By The Spotter
Is it a bird? Is it a plane? No, and not so quiet please ladies and gentlemen, it’s the ATP tennis tour train; present stop the U.S. Open at Flushing Meadow arena, New York City.
Wielding racquets with faces roughly equivalent to the surface area of the moon, mega-wealthy and ridiculously-athletic players and legends of the sport like Roger Federer and Serena Williams hit forehands with a lethal mix of controlled ferocity and devilish bite and swerve.
These tennis stars and a good many of their contemporaries are the epitome of modern-day sporting gladiators. They are pugilists with a metallic weapon with gut in its middle for either bludgeoning or to deceive with by stealthy and artistic dinks, cuts and chips; they put one in mind of a boxer manoeuvring and jabbing his opponent into a corner and landing a killer blow sooner or later.
The action is often spectacular and the rewards even more so. A cool U.S. $3 million thank you very much for the winners of the Men’s and Women’s singles at this year’s U.S. Open.
A much different scenario to around the time the world’s first bona-fide sports agent, the way ahead of his time Mark McCormack, chaperoned old Aunty Wimbledon into the Pro era at the turn of the 1970s.
McCormack grew Wimbledon exponentially across all aspects of finance and marketing, including the landing of the biggest fish- huge deals for television rights.
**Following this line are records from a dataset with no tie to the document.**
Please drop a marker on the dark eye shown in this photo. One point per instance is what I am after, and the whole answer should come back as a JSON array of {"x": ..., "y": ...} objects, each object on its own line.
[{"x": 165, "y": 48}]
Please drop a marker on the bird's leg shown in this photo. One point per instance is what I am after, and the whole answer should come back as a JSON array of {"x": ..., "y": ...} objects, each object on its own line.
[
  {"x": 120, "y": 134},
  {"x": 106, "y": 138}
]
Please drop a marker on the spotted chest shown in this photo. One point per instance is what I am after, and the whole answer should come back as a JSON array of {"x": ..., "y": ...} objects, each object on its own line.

This of course increased the prize money kitty substantially for the players, who were suddenly catapulted into earning riches they had once surely only dreamed of.
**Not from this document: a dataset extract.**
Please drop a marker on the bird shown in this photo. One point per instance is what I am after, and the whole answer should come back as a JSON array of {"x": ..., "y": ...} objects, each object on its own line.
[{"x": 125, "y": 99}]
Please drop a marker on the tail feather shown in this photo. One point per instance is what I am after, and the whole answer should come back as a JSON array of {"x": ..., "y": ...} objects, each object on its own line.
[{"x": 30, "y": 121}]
Even in the days of McCormack establishing himself as Wimbledon’s commercial baron, the quirky traditions of the tournament were sometimes still in evidence.
Nothing better illustrates this than an incident from around the mid-70s, in the period just before the brilliant Borg started his great run of victories. A cocktail lunch party was always held on the opening Monday with officials et al invited. The only problem being that the linespeople had already consumed quite copious amounts of sherry and gin and tonic before going out on court to officiate.
One such time out on Court 3, a lineswoman by the rather regal-sounding name of Mrs. Dorothy Cavis-Brown completely missed signalling a clear wide ball right down the line in front of her. The South African player, Abe Segal was perplexed as to why such an obvious call had not been made. The reason became clearer as Segal went over to inquire why there had been no call made in the slightest. Segal rather disturbingly discovered Mrs. Cavis-Brown had in fact imbibed in one too many complimentary drinkies and was sound asleep on duty!
With the way the players charge around the court and whack the fur off the ball these days, there is very little danger of this happening at Flushing Meadow or any other of the stopovers on the Pro tour.
And we surely wouldn’t want it any other way now- watching some of the best athletes in the world trying to outdo and outlast each other at a such a breakneck pace, often over four hours and five sets, would be close to, if not the pinnacle of sporting theatre and achievement. Roll on Monday morning NZ time for hopefully a great climax.
Roll on Monday morning NZ time for hopefully a great climax.